Strange, because this trailer would seem to cover all the bases. You’ve got the concert footage (including an excruciatingly creepy close-up of Mick Jagger and concert guest Christina Aguilera bumping and grinding mid-duet); you’ve got the archival clips of 25-year-old Mick saying he thought the band wouldn’t last set against footage of 65-year-old Mick in full-on rock star mode; you’ve got the obligatory shots of Keith Richards blowing smoke and looking like the walking dead; and you’ve got a lot (a lot) of footage of Marty Scorsese himself trying to wrangle it all into something remotely cinematic.

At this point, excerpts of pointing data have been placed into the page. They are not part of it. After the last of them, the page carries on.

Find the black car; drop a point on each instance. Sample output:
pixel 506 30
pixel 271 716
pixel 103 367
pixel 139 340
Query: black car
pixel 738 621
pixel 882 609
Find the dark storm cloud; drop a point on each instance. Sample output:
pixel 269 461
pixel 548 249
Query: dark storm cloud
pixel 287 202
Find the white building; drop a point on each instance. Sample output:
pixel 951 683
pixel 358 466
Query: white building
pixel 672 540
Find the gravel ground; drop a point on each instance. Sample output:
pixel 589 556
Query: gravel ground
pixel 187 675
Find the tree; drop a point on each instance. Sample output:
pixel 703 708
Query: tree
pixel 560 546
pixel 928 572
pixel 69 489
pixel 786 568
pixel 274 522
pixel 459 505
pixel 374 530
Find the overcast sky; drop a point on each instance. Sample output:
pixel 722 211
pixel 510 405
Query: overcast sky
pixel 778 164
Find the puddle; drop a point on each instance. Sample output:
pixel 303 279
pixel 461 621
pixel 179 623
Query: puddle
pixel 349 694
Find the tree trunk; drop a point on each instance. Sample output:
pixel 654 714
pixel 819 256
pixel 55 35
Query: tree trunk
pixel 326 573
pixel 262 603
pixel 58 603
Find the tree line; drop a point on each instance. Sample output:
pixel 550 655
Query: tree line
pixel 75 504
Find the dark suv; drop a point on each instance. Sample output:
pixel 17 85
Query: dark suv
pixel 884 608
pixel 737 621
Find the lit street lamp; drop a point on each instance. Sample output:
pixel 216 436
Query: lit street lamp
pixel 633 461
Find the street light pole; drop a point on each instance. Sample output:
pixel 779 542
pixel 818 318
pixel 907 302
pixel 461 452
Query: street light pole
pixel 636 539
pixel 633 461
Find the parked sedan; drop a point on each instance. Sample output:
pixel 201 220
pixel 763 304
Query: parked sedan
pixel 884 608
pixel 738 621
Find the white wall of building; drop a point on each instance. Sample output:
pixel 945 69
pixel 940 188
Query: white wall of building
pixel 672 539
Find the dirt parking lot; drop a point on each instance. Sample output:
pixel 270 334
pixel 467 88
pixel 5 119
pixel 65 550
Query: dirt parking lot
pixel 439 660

It’s another rock doc built around a star-studded concert, but it’s hardly The Last Waltz II. For one thing, Scorsese recently told The Guardian that he “decided not to interview anybody” for Shine a Light. In part because, as he put it, “Forty years they’ve been shot on film. They’ve been recorded, they’ve said everything, they’ve said everything backwards, sideways, upside down. I mean, what more could you know from them?” There’s also the small point that Mick Jagger apparently hates being interviewed. This trailer suggests that the film turns that lack of communication between its maker and its subject into a subplot. I don’t care at all about the Rolling Stones, but I care a lot about Martin Scorsese, and this trailer makes me care about this film because I’m interested in how that conflict might resolve itself. But if you’re just in it for Christina Aguilera’s ass … well, that’s there, too.